In allogeneic transplantation it is a major goal to maintain a stable long term engraftment. However, several factors like viral infections, drug toxicity or low stem cell numbers may hamper hematopoietic recovery or may even cause a late graft failure after successful initial engraftment. Hematopoietic growth factors or additional stem cell donations (boosts) may help to overcome this problem. In this retrospective analysis, the efficacy of boosts with highly purified peripheral stem cells either from closely matched unrelated or from haploidentical related donors was evaluated in pediatric patients with stagnant hematopoiesis (<1500 leucocytes or <50 000 platelets between 30–90 days posttransplant, n=11) or with initially increasing and then decreasing hematopoiesis (n=3). Patients with Graft rejection or hemophagocytosis were excluded. Diagnoses were: acute leukemias (n=10), nonmalignatn diseases (n=4). Most boosts were taken from the original graft: if the grafts contained >10x106 (unrelated donors) or >20x106/kg BW CD34+ cells, surplus stem cells were purified with an immunomagnetic selection method using antiCD34 or antiCD133 coated microbeads and cryopreserved. Three haploidentical donors were asked for a second donation. Our aim was to maintain stable and complete hematopoiesis after transplantation without inducing acute or chronic GvHD.

A total of 18 boosts were given between 30 and 290 days after transplantation with a median number of 5 (0.6–34) x 106 CD34+/CD133+ progenitor cells/kg and only 2200 (100–25000) residual T-cells/kg. All patients had a complete donor chimerism and no reconditioning or posttransplant pharmacological immunosuppression was administered. Patients who received G-CSF were excluded. Due to the low number of T cells, acute GvHD >grade I and also chronic GvHD could be completely avoided even in haploidentical donors.

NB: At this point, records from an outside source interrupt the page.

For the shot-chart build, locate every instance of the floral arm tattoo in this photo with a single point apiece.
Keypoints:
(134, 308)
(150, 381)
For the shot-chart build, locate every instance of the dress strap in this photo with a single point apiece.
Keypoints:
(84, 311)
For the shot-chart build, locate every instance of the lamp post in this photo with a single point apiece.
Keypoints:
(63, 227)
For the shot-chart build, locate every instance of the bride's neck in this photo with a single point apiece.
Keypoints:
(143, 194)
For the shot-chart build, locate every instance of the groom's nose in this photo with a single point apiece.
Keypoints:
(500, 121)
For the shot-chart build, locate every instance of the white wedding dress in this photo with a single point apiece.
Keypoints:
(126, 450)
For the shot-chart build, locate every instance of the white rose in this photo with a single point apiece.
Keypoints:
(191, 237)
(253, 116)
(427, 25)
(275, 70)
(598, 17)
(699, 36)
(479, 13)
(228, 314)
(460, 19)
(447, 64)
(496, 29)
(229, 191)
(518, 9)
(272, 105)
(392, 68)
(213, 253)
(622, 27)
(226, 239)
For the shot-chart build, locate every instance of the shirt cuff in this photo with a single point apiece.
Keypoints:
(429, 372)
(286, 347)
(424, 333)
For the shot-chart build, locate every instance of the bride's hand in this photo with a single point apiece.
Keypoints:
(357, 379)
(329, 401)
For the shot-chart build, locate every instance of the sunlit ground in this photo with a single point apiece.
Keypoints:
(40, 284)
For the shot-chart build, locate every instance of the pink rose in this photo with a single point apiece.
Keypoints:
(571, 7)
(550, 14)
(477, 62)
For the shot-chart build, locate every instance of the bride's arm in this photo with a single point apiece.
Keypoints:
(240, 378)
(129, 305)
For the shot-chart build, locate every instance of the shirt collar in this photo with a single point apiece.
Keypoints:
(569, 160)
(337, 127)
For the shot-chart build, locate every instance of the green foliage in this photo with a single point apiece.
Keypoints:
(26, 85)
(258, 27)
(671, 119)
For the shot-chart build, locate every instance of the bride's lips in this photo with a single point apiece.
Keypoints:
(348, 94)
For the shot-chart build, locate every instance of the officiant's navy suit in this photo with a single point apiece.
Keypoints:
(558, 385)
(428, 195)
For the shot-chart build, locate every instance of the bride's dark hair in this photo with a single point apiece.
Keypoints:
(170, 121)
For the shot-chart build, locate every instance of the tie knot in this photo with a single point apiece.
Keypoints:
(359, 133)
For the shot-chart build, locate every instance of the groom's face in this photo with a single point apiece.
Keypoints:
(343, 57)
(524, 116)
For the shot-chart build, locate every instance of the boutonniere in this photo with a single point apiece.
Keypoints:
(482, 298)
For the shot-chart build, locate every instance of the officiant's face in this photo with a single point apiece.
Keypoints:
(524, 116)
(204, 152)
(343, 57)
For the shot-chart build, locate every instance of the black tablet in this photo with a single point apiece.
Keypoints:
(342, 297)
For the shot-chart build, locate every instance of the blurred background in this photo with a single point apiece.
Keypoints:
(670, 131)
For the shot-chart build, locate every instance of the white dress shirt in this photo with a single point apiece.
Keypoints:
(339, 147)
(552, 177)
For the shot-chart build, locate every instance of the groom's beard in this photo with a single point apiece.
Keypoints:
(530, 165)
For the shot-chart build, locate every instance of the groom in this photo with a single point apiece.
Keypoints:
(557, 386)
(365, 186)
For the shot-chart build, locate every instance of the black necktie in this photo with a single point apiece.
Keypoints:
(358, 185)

Leukocyte counts, neutrophile counts, lymphocyte counts (and platelet counts in patients with thrombocytopenia) within the week before infusion of the boosts were compared with cell counts 4 and 8 weeks after infusion, using the paired T-test. A significant increase of all cell counts was observed (medina numbers pre boosting: 900/μl, 312/μl, 142/μl; 4 weeks post boosting: 2065/μl, 1264/μl, 317/μl; 8 weeks post boosting:2570/μl, 1780/μl, 385/μl; p<0.05 for all comparisons). Furthermore, independence from platelet transfusion could be achieved.

Conclusions: Boosts with purified stem cells and low T-cell contamination (<10000 T-cells/kg) can be administered after transplantation without the risk of inducing GvHD, even in mismatched donors. No pharmacological immunosuppression was necessary. Thus, the method represents a safe tool and can improve donor derived hematopoiesis.